In the Paddlewheel Lounge, where huge windows afford close-up views of the three-story high paddlewheel as it whooshes through the water, the Pacific Breeze husband and wife duo of Ty and Nonoy were in cabaret. Don’t forget to pack your dancing shoes!
Sumptuous meals are served in the Empress of the North’s Russian imperial palace-inspired Romanov Dining Room. While Lewis & Clark’s overland journey from the East is a well-known chapter in American history, few appreciate the impact that early Russian explorers and fur traders had on American settlement. The opulence of the Russian imperial court is recaptured in the single-seating Romanov Dining Room’s historic patterns, colors, and textures. The double eagle, herald of the Romanov family, adorns the back of each chair. Ornately carved columns, richly colored wallpaper, lush brocades, elegant chandeliers, and a faux sky domed ceiling present the experience of dining in a palace of the elegant Romanov era.
By the way, casualwear is the byword on the ship, even at dinner ..... except for the Captain’s Cocktail Party and Farewell Gala Dinner where ladies can wear dressy pants suit or cocktail dress, the men anything from a suit to slacks and a sportscoat.
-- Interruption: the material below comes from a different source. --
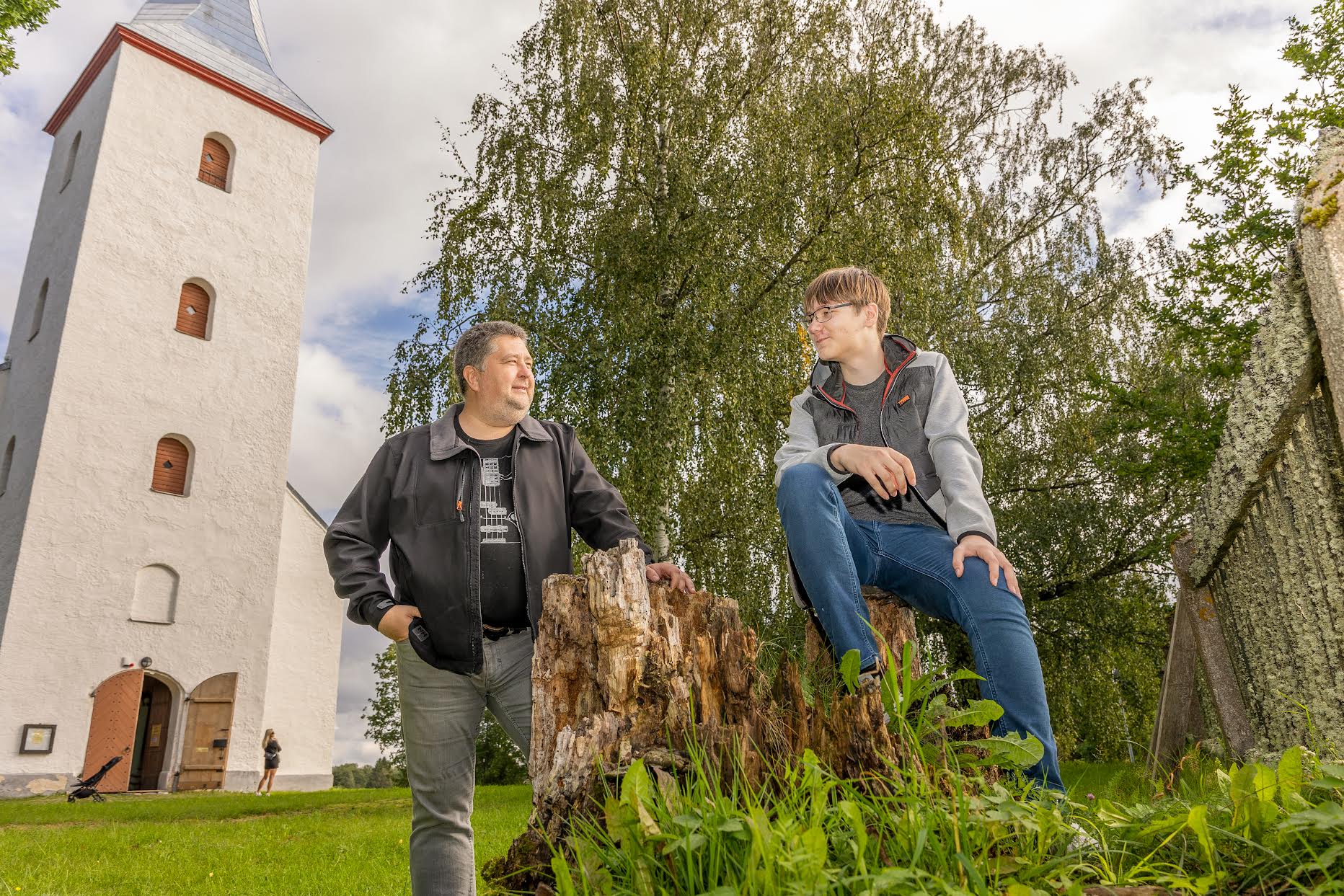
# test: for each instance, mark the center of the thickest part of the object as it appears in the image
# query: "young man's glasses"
(824, 314)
One of the most popular gathering places on the Empress is the Calliope Bar and Grill, not only for its alternative continental breakfast and midday meals and the huge selection of drinks, snacks, popcorn, lattes, espressos and sandwiches and a low-fat yogurt sundae machine - all complimentary and available 24 hours a day - but for the panoramic views. We spent hours watching the river go by, hot dog, in one hand, a cappuccino in the other.
The Empress of the North features 8-night cruises from Portland along the Columbia, Willamette and Snake Rivers between October and May. Between June and September, the Empress plies Alaska’s Inside Passage, the first paddlewheeler to do so in over 100 years, operating 8-night cruises round-trip from Sitka and 11-night cruises between Seattle and Sitka, following the waterways made famous by native Alaskans, Russian explorers, gold rush prospectors and cruising into places the big ships can’t reach.
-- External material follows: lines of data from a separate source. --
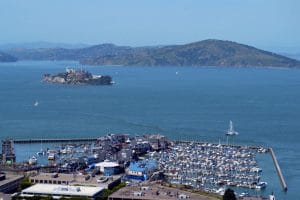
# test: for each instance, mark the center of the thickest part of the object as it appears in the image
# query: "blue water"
(195, 104)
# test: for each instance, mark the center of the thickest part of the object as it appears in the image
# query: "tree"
(229, 195)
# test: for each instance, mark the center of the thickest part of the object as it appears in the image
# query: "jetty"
(283, 183)
(54, 140)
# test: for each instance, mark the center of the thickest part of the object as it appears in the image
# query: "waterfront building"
(9, 182)
(58, 191)
(8, 152)
(141, 170)
(154, 191)
(108, 168)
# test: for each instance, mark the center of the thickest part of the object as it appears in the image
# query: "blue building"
(108, 168)
(140, 170)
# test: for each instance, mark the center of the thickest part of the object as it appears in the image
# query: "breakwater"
(54, 140)
(283, 183)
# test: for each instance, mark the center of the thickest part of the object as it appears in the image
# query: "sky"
(267, 24)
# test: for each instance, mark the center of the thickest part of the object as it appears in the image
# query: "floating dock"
(283, 183)
(53, 140)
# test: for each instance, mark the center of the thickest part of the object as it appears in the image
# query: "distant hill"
(203, 53)
(7, 58)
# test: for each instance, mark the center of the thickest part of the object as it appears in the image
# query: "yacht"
(231, 131)
(32, 160)
(261, 185)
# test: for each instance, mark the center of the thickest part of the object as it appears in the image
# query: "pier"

Her sister-ship, the Queen of the West operates 7-night cruises year round on the Columbia, Willamette and Snake Rivers, along the Lewis & Clark route, Oregon Trail, and Columbia River Gorge, both riverboats providing passengers with an an insight into the rich history, culture and geology of the area.
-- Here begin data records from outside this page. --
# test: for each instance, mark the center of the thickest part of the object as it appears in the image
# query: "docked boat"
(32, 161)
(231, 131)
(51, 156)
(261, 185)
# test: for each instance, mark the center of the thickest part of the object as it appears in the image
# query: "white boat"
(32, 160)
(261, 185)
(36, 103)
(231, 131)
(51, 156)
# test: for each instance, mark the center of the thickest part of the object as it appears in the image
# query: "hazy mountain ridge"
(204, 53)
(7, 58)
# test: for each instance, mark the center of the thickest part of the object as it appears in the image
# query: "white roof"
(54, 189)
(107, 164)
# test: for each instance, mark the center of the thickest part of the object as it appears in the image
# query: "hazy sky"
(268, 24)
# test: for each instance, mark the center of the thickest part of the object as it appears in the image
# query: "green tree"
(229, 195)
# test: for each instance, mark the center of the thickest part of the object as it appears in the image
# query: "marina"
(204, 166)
One of the most appealing components of the trip is that ALL shore excursions are included in the cruise fares.
Every day the Empress moors in a different spot and the motorcoaches are there waiting to transport passengers not only to Mt. St. Helens and Fort Clatsop but to a close up view of 620-foot high Multnomah Falls, the Columbia Gorge Discovery Center, and excursions to Walla Walla (Washington) for the Fort Walla Walla Museum and a wine tasting at the Three Rivers Winery, a ride on the Mount Hood Railroad, visits to Astoria (Oregon), Long Beach (Washington), quaint Ilwaco and the Ilwaco Heritage Museum and Fort Canby, located at the mouth of the Columbia River, plus a jet boat ride into Hells Canyon. The drivers, familiar as they are with the routes, provide a running commentary, a mix of gossip, folklore and facts. So does Pete Montson, the onboard historian who shared his rich knowledge of the Pacific Northwest with us.
At journey’s end, back in Portland, we had followed Lewis and Clark over nearly a thousand miles of three of the mighty rivers of the West through three states: Oregon, Washington and Idaho, along the scorched deserts, snow-capped mountains and cascading waterfalls that had lured the American Indian, explorers Lewis & Clark, intrepid fur traders and stalwart settlers.
They did it first in simple canoes, then in paddlewheelers.
We had followed in their wake on their voyages of discovery, reliving the rich history and legends of the American West .... but without the hardship.